In October, media reported government authorities arrested hundreds of suspects following violence resulting from a controversial social media post coinciding with the Durga Puja festival (see sections 2.a. and 6). In Rangpur authorities arrested 60 men whose families claimed they were innocent, and men in another seven villages went into hiding due to fears of arbitrary arrest. News outlets reported some ruling Awami League officials blamed opposition parties BNP and Jamaat-e-Islami for the anti-Hindu violence; some BNP officials in turn blamed the Awami League and alleged the government used anti-Hindu violence as a pretext to blame, target, and detain opposition party members.
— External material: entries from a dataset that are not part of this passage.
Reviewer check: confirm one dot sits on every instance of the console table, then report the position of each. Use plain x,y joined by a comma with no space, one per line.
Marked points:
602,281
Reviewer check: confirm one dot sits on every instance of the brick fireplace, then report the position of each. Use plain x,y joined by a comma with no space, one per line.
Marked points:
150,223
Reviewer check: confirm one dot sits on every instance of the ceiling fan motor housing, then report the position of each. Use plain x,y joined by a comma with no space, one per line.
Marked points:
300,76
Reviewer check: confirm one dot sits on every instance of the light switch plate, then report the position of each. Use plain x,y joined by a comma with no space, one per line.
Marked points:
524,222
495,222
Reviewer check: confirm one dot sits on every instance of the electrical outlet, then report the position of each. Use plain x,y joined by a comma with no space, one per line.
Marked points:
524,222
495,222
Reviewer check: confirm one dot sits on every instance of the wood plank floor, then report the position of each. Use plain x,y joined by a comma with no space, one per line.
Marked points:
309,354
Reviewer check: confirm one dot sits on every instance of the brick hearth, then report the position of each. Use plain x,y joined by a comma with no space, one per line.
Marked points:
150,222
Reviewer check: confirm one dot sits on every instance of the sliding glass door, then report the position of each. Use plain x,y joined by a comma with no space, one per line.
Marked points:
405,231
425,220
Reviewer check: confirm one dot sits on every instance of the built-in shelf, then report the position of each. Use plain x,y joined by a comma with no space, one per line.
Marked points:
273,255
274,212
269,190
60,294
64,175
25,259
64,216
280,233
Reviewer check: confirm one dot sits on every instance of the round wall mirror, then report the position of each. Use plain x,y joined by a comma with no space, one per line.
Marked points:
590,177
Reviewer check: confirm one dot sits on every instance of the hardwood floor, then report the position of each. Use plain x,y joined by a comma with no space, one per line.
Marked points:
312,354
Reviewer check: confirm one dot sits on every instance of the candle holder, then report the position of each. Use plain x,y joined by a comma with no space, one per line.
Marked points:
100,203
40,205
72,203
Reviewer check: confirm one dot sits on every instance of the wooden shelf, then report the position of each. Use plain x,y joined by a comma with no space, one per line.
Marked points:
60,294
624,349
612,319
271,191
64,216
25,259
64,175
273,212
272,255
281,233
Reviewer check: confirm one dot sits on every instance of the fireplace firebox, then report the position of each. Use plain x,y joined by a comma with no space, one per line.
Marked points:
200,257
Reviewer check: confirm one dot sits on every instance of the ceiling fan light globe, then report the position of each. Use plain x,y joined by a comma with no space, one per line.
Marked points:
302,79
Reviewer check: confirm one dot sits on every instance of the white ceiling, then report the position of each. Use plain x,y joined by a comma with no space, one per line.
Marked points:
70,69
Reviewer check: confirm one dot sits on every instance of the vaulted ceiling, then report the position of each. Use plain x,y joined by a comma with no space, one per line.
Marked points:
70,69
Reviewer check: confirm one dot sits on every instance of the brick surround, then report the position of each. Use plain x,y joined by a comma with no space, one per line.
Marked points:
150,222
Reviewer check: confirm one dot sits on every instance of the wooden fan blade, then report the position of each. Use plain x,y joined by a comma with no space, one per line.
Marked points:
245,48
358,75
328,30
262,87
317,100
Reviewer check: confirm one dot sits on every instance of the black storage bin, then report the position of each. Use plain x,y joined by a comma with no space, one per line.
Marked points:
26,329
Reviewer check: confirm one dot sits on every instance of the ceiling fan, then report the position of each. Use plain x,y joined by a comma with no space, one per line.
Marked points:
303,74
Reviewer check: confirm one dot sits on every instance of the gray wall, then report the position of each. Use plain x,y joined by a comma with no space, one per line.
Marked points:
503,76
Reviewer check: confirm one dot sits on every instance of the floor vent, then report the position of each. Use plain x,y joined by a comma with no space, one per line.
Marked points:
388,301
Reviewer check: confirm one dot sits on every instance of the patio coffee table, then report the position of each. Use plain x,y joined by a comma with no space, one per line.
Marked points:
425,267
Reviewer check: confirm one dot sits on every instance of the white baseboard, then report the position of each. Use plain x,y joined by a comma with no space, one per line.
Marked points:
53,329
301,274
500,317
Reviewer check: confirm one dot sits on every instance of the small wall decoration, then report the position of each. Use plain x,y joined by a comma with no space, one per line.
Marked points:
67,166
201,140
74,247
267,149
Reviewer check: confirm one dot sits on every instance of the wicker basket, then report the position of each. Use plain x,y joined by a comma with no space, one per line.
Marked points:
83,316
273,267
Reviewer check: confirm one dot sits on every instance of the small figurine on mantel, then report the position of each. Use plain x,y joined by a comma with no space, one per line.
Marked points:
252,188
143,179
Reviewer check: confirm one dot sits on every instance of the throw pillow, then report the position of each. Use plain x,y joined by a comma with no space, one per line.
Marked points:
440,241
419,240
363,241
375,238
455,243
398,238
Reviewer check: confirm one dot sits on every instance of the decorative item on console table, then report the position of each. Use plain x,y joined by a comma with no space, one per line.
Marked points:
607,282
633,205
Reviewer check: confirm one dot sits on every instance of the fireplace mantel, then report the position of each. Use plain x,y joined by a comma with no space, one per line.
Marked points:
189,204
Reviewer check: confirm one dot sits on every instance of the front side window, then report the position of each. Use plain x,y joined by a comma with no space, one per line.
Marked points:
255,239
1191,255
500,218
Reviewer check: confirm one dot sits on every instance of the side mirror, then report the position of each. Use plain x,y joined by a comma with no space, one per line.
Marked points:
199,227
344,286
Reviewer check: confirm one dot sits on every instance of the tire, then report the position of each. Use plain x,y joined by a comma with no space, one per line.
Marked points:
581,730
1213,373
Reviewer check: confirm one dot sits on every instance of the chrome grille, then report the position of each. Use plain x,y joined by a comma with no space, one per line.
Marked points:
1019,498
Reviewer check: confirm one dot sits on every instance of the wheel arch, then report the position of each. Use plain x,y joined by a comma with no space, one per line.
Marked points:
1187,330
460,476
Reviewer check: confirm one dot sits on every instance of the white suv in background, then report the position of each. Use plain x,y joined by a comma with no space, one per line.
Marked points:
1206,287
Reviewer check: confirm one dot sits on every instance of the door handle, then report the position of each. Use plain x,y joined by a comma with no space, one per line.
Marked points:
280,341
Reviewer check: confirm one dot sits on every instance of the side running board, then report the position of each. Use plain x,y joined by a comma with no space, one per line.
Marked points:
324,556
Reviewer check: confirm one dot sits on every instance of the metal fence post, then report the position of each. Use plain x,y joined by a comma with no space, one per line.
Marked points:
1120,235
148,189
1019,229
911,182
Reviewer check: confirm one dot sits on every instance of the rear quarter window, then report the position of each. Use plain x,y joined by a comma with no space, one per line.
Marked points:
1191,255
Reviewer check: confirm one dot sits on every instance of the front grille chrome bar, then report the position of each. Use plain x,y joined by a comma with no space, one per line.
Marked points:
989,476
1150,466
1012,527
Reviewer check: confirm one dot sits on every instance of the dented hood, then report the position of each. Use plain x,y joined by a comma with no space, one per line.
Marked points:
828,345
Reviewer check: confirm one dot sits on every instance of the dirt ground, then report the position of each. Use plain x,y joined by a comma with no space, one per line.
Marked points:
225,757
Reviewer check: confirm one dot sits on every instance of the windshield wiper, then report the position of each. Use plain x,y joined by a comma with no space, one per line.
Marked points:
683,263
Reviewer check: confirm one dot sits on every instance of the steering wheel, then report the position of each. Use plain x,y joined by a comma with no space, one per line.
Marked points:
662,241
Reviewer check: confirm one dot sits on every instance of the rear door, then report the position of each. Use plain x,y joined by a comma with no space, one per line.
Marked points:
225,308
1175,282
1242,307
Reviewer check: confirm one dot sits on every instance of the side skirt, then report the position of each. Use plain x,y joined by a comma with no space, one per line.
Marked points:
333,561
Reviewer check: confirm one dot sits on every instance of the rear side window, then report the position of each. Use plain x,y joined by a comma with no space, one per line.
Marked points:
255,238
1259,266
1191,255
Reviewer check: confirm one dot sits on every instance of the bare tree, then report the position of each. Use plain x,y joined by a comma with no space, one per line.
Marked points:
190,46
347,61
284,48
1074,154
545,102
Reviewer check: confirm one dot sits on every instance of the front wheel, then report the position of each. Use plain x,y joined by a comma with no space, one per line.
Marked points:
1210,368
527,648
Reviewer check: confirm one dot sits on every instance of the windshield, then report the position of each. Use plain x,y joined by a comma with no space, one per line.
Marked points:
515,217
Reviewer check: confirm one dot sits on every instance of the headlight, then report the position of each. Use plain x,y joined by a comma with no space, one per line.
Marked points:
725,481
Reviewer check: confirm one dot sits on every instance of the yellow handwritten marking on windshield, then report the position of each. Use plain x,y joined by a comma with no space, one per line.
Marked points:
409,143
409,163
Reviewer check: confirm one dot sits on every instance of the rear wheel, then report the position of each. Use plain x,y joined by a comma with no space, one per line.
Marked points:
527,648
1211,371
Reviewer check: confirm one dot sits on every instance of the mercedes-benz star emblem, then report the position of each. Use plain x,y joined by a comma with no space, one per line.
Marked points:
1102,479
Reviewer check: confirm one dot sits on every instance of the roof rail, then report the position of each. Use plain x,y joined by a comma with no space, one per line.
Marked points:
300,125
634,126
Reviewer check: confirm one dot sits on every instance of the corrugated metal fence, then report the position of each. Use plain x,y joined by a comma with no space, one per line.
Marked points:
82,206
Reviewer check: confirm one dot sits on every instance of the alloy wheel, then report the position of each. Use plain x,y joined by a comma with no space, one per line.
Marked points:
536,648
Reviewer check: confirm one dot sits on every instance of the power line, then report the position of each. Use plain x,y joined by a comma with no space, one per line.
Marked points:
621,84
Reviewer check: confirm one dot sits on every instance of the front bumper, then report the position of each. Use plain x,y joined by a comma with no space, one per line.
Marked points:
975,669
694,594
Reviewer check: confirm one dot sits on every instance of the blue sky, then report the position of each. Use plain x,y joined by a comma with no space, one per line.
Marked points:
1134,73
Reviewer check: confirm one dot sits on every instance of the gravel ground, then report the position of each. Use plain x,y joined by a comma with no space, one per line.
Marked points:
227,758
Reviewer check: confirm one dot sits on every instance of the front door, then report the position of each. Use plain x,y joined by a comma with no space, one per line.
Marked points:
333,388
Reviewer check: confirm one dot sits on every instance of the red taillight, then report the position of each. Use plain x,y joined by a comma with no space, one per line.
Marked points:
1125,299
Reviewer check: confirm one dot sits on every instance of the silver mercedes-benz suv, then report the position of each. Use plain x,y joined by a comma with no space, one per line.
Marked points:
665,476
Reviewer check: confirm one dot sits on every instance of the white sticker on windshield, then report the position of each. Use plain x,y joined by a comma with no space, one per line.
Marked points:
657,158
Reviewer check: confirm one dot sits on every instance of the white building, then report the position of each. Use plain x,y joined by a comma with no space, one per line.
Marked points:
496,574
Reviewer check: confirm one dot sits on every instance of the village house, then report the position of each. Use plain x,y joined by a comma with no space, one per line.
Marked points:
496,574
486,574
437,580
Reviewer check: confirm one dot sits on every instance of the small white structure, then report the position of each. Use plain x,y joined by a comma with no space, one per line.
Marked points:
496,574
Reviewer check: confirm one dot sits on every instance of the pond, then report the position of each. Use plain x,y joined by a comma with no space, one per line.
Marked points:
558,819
Pretrial Detention: According to statistics released by the Department of Prisons in April, 80 percent of prisoners in the country were in prison either as pretrial detainees or on remand. Arbitrary and lengthy pretrial detention continued due to bureaucratic inefficiencies, limited resources, lax enforcement of pretrial rules, and corruption. Lawyers attributed the overuse of arbitrary and stringent laws such as the DSA, which have low rates of bail provisions, as another explanation for the high numbers of pretrial detentions. In some cases the length of pretrial detention equaled or exceeded the sentence for the alleged crime.